Aún admitiendo la realidad de esos extremos que se le asignan a nuestra clase política, debemos advertir que ninguno de ellos es esencial al concepto de “casta”. El término, si bien ha sufrido sesgos y ampliaciones de su acepción original, conserva su elemento esencial que consiste en la impermeabilidad de un grupo social, al punto tal que no se puede ingresar ni egresar de una casta por mérito, talentos o riquezas. Atendiendo a esta característica el término no puede aplicarse a la dirigencia política en ninguna de las dos márgenes del Plata. Más allá del diferente grado de corrupción o de la función política que debe cumplir el colectivo al que nos estamos refiriendo y su mayor o menor desnaturalización en cada orilla, lo cierto es que las dirigencias políticas tanto de Argentina como de Uruguay son eminentemente permeables. Por lo tanto ni acá ni allá podría en rigor hablarse de “casta política”. Lo que hay sí es otra cosa y nos iguala mucho más de lo que desearíamos.
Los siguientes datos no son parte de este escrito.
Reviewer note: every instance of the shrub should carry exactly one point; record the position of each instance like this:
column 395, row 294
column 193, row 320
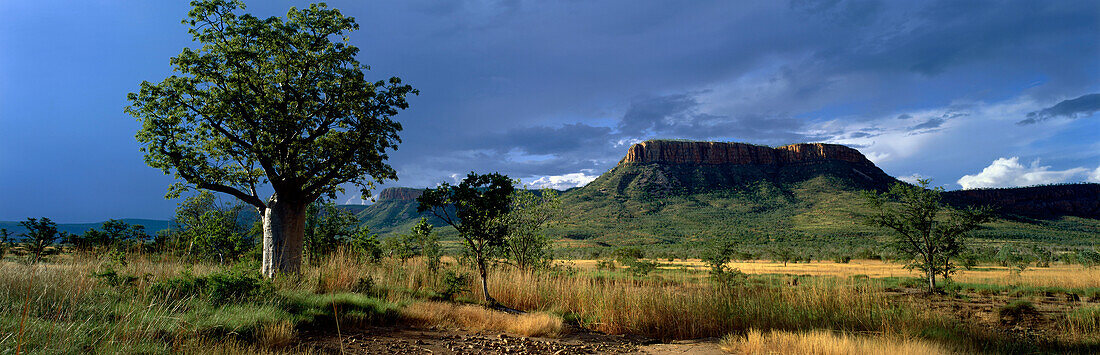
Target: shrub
column 453, row 284
column 605, row 265
column 232, row 286
column 640, row 268
column 110, row 277
column 1016, row 309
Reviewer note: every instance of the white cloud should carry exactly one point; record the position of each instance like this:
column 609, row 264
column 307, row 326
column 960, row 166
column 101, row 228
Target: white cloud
column 912, row 178
column 1010, row 173
column 563, row 181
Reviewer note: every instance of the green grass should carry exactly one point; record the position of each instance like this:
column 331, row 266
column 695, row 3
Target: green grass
column 68, row 311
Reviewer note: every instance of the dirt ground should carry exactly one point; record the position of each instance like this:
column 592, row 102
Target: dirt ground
column 982, row 309
column 406, row 340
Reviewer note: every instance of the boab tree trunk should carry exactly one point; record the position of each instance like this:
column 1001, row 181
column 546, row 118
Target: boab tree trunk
column 284, row 229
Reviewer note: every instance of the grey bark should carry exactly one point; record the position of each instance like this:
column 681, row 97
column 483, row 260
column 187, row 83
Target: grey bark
column 284, row 229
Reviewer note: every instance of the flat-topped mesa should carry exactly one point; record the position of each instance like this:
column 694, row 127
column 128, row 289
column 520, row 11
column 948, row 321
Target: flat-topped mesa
column 683, row 152
column 399, row 193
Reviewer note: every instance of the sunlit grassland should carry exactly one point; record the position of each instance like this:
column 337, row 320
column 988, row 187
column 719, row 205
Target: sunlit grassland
column 1057, row 275
column 68, row 310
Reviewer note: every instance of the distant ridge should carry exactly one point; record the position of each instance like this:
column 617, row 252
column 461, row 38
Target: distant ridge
column 1051, row 200
column 661, row 167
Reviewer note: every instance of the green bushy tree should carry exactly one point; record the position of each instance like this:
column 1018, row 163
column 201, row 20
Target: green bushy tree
column 276, row 101
column 39, row 239
column 6, row 242
column 926, row 231
column 327, row 228
column 428, row 242
column 211, row 230
column 526, row 245
column 473, row 208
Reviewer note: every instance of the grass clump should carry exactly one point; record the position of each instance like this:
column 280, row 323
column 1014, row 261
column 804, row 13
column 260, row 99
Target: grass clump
column 480, row 318
column 824, row 343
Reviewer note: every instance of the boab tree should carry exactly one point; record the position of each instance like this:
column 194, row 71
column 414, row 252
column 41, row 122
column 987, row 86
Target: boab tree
column 271, row 101
column 927, row 232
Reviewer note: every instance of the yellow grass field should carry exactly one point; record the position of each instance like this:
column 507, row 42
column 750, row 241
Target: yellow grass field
column 1056, row 275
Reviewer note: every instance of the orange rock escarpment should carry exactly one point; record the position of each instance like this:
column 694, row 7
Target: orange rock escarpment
column 675, row 152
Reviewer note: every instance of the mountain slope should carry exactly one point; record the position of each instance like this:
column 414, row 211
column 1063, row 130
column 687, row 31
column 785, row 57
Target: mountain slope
column 680, row 192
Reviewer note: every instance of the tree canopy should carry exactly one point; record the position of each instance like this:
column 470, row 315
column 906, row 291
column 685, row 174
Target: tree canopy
column 270, row 100
column 278, row 101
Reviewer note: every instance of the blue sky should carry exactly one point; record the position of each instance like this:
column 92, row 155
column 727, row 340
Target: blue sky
column 968, row 93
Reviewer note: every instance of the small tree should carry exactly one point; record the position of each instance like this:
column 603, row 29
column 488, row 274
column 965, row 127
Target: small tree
column 1088, row 258
column 526, row 245
column 717, row 258
column 327, row 228
column 212, row 230
column 4, row 242
column 365, row 244
column 782, row 254
column 927, row 232
column 473, row 208
column 429, row 244
column 112, row 234
column 39, row 239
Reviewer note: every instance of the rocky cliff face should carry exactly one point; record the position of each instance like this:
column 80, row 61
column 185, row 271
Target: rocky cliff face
column 719, row 153
column 399, row 193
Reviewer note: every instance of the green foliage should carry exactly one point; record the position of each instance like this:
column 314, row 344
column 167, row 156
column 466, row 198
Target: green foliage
column 278, row 100
column 428, row 242
column 526, row 245
column 113, row 234
column 914, row 213
column 112, row 278
column 327, row 228
column 717, row 258
column 1087, row 257
column 6, row 242
column 365, row 244
column 39, row 239
column 1014, row 256
column 230, row 286
column 402, row 246
column 473, row 208
column 782, row 254
column 1016, row 309
column 210, row 230
column 639, row 267
column 454, row 284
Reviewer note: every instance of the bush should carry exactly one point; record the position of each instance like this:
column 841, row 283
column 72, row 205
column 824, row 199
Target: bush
column 454, row 284
column 605, row 265
column 640, row 268
column 232, row 286
column 1016, row 309
column 110, row 277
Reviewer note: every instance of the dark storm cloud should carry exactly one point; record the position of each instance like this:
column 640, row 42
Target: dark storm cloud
column 1073, row 108
column 545, row 140
column 931, row 123
column 532, row 88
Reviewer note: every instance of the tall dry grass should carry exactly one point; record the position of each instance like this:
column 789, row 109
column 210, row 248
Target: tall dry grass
column 825, row 343
column 480, row 318
column 1056, row 275
column 671, row 308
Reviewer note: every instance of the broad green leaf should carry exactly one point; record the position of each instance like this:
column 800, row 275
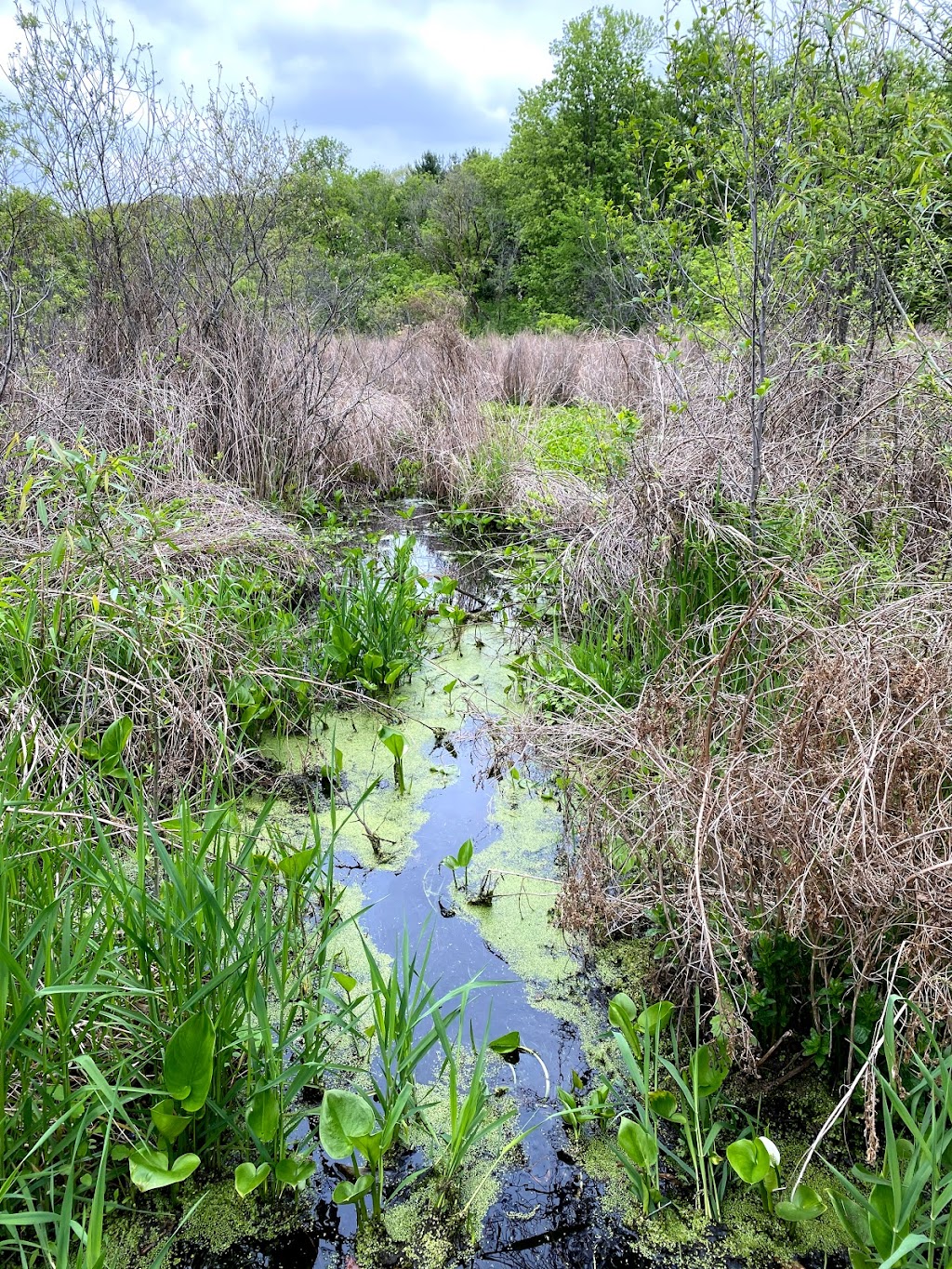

Resulta difícil encontrar un término que exprese con claridad el fenómeno que quiero abordar pero si tuviera que definirme por uno, elegiría el de “cártel populista”. La palabra cártel tiene su origen en economía y refiere a empresas que teóricamente compiten entre sí pero que en los hechos, acuerdan precios y reparten mercados. La competencia aparenta ser feroz, pero finalmente priman los acuerdos, por más que a veces no se expliciten. Los cárteles suelen ser dirigidos por empresas líderes que marcan las reglas del juego. Las demás deberán adoptarlas, respetarlas o sucumbir. Los cárteles se rompen cuando en el mercado irrumpe una empresa innovadora que desafía su poder monopólico, soporta la guerra de precios a la que es sometida y en función de su mejor propuesta, resulta triunfante.
Hagamos el paralelo a nuestra política. Los partidos integrantes de la CR tienen valores fundacionales inspirados en el liberalismo. En algunos, prima el liberalismo político sobre el económico, otros aspiran a un liberalismo más integral. En la formación de los cuadros del FA prima el socialismo real ya sea el marxista ortodoxo o el neo marxismo gramsciano, con el común denominador leninista en cuanto a la estrategia política para tomar el poder. Ambos extremos ideológicos simulan una rivalidad cuya autenticidad sólo se da en ideales paradigmáticos, lejos de la competencia por conquistar el mercado electoral. Cuando de eso se trata, el producto ofrecido es lo que el mercado demanda y se llama populismo. Esto es: atender demandas tan cortoplacistas como nefastas y distantes de un modelo de desarrollo económico auténtico y sustentable.
El líder de este cartel es el FA porque es el que marca las reglas de juego a las que, en los hechos, se avienen los demás. El liberalismo es contrario a la dádiva estatal, al gasto, al déficit, a la asignación política de los recursos. Sucede que la estrategia socialista impone ese camino como método de destruir un sistema que no acepta aunque ya se admita que no existe sustituto adecuado. En consecuencia, el leninismo impone su camino, crea vacas sagradas intocables, establece los límites del campo en donde se enfrentan las propuestas de gobierno, hace las preguntas (incorrectas) antes que los demás adviertan la trampa en que se va cayendo.
En economía, las empresas cartelizadas intentan prestigiarse extrayendo mandos medios que han revistado años en la empresa líder; con frecuencia usan logos similares y cualquier acercamiento a su rival es prestigiante.
En política… cualquier parecido con esta realidad… el lector advertirá. Esta descripción es aplicable a la vecina orilla hasta que apareció una “empresa” con un producto genuino, renovador (una motosierra) con el que se atrevió a medirse con todos los rivales cartelizados. Y ganó. Acá estamos lejos. El cartel goza de buena salud.